Endiya Partners’ first fund of 175 crore has fetched its returns of four times its investments, the early-stage venture capital firm said on Wednesday while announcing a partial stake sale in human resources technology platform Darwinbox.

More specifically, Endiya said it made a 4x multiple on invested capital, a metric that includes both realized and unrealized value and provides a broader view of a fund’s performance.

The Hyderabad-based investor has backed several product startups across enterprise, industrial tech, and healthcare sectors, including fitness firm Cult.fit, cancer care company Karkinos, and fintech firm Grip Invest.

Earlier this month, Darwinbox secured $140 million in a funding round co-led by global investment firms Partners Group and KKR. 

Endiya expects more opportunities to sell its investments with digital lending platform Kissht and Cult.Fit planning an initial public offering of their shares in 12 months, the investment firm said in a statement.

Among Endiya’s other portfolio companies, SigTuple’s artificial intelligence-powered pathology platform recently secured a global distribution licensing deal with Horiba, a Japanese manufacturer of precision instruments. 

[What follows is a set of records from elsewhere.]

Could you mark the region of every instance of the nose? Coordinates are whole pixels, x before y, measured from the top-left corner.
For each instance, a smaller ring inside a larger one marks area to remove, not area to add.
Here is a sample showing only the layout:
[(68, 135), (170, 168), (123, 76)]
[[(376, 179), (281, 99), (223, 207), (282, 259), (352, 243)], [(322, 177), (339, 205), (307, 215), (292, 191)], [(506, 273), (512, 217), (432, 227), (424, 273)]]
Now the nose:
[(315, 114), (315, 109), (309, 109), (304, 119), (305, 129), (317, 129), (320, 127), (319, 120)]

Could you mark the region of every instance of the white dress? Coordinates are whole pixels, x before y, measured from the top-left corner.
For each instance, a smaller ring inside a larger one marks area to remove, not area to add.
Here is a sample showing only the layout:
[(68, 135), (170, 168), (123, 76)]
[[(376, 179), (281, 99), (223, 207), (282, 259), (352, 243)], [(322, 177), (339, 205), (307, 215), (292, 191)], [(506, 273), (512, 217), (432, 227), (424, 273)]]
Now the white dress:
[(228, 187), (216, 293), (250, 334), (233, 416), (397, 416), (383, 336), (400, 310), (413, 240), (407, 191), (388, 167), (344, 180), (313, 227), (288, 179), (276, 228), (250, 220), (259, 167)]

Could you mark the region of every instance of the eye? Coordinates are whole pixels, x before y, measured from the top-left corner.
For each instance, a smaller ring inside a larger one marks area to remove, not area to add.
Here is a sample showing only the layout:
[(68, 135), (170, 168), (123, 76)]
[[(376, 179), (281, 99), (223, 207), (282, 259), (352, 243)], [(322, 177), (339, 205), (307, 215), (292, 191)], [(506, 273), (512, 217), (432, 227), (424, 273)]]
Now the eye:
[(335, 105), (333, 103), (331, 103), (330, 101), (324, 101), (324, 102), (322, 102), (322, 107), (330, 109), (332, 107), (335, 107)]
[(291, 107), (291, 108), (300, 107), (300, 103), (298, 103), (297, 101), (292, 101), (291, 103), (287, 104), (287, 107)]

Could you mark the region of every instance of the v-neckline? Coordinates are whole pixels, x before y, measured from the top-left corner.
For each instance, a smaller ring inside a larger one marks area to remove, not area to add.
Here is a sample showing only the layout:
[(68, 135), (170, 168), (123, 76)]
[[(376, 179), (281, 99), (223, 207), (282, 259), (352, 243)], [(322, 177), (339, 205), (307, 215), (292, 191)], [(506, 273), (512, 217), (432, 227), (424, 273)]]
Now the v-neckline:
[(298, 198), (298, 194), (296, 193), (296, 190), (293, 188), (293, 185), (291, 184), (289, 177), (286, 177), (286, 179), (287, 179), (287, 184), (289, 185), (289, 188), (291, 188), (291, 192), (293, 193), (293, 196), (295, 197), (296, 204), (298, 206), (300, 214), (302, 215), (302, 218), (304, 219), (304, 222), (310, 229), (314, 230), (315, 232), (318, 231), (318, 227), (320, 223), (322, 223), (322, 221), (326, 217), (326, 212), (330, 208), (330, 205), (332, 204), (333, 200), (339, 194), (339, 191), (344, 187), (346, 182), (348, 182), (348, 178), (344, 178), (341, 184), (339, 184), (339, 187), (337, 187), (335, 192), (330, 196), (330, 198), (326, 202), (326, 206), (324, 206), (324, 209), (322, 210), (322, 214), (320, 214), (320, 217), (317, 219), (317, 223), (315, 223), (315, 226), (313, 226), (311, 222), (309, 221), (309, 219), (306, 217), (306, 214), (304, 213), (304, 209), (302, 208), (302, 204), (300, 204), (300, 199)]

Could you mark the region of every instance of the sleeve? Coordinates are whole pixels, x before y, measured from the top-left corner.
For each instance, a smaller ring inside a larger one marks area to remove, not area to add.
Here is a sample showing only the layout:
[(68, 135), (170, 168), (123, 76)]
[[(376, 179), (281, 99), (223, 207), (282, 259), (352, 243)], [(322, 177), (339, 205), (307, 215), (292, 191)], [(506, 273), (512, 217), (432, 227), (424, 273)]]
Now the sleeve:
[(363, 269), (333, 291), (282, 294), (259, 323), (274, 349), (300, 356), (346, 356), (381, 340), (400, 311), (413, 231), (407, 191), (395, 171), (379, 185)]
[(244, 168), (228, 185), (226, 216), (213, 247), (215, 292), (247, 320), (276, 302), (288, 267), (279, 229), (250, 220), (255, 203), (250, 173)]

“We remain committed to our strategy of backing category-defining companies from India for global markets,” said Sateesh Andra, Managing Director at Endiya Partners. “Our ability to generate diverse exit pathways while maintaining investment discipline differentiates Endiya in the early-stage venture ecosystem.”

Building on its Fund I fundamentals, Endiya’s second fund invested in Darwinbox, Scrut Automation, Zluri, EyeStem, Sugarfit, Qapita, Mylo, AquaExchange, and BluJ Aerospace.

Endiya’s third fund, which is backed by institutional partners including the World Bank Group’s International Finance Corporation and Asian Infrastructure Investment Bank, has invested in AltiusHub, Perceptyne, Pulse, and Nivaan Care.

India saw a revival in late-stage funding last year, paving the way for several large fundraising rounds ahead of initial public offering (IPOs). The trend is likely to continue in the near term as more marquee companies prepare to go public, Mint reported in December.

Even mid-market deals saw a reasonable rise last year while seed- and early-stage deals stuttered, as per data by market intelligence platform Tracxn.